Penerapan pajak karbon akan mulai berjalan pada 1 April 2022. Kebijakan ini sesuai dengan Undang-Undang Nomor 7/2021 tentang Harmonisasi Peraturan Perpajakan (HPP). Regulasi tersebut telah disahkan DPR sejak 7 Oktober 2021.
Direktur Jenderal Energi Baru Terbarukan dan Konservasi Energi (EBTKE) Kementerian ESDM Dadan Kusdiana mengatakan bahwa dalam penerapan pajak tersebut, pemerintah pertama kali menyasar PLTU berbasis batu bara.
“Kami bersama kementerian terkait sedang menyusun mekanisme, sedang menyusun juga batas-batasnya. Bagaimana mengombinasikan ke arah batasan atas emisi atau CAP,” katanya dalam seminar virtual, Senin (7/2/2022).
Lebih lanjut, dia menuturkan bahwa pemerintah sedang mengombinasikan regulasi terkait perdagangan karbon dan pajak karbon.

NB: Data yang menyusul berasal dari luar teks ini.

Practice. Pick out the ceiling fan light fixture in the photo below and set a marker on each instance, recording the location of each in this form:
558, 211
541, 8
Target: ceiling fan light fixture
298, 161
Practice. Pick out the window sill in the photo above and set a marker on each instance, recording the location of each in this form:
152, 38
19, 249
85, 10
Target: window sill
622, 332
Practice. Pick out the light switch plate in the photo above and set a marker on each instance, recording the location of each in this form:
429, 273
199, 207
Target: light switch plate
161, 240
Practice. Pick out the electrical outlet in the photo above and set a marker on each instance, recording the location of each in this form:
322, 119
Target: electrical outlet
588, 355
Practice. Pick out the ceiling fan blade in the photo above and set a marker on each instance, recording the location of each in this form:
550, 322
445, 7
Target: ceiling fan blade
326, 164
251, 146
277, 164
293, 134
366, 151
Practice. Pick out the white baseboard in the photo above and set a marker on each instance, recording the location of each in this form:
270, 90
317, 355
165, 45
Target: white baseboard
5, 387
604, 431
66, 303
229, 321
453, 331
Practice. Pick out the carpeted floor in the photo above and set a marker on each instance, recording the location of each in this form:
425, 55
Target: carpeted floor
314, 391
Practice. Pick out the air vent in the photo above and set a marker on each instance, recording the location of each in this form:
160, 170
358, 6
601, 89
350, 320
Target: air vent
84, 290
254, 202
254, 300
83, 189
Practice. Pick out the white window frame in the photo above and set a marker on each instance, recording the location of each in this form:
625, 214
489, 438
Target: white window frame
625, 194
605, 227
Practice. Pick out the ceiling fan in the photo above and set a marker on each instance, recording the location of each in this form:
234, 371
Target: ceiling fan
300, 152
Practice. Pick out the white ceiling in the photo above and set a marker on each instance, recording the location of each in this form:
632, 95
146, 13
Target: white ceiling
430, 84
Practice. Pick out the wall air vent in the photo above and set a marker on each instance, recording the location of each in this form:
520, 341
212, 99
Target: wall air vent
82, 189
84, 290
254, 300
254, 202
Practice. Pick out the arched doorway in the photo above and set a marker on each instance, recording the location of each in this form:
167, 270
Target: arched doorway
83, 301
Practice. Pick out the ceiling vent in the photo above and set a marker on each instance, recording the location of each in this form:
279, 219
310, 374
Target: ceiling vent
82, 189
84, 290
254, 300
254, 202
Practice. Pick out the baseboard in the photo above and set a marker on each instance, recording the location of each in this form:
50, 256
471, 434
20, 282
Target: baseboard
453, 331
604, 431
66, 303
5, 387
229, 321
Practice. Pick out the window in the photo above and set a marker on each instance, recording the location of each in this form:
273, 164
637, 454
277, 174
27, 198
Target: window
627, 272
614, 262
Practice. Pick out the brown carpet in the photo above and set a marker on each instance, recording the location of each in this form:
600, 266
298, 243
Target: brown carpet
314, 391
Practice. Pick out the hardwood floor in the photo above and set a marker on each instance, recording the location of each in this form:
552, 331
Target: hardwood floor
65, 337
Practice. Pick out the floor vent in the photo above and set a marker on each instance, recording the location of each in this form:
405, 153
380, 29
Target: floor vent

Dalam pembahasan di pemerintah, kata dia, setidaknya tiga isu menjadi konsentrasi bersama. Ketiganya adalah ketentuan penerapan pajak karbon, pelaksanaan perdagangan karbon, sekaligus penerapan pembangkit energi baru terbarukan (EBT).
Baca Juga
Dadan menyebutkan bahwa langkah itu tidak dapat dijalankan oleh satu pihak saja. Diperlukan kolaborasi baik antara swasta dan pemerintah untuk merealisasikan aturan tersebut. Dalam proses tersebut, Kementerian ESDM telah melakukan uji coba perdagangan karbon dengan melibatkan 80 unit PLTU.
Sementara itu, DPR menetapkan harga karbon sesuai UU HPP mencapai Rp30 per kg CO2. Sejumlah negara juga telah melakukan uji coba, di antaranya Uni Eropa, Swiss, Selandia Baru, Kazakhstan, Korea Selatan, Australia, Kanada, hingga China dan Meksiko.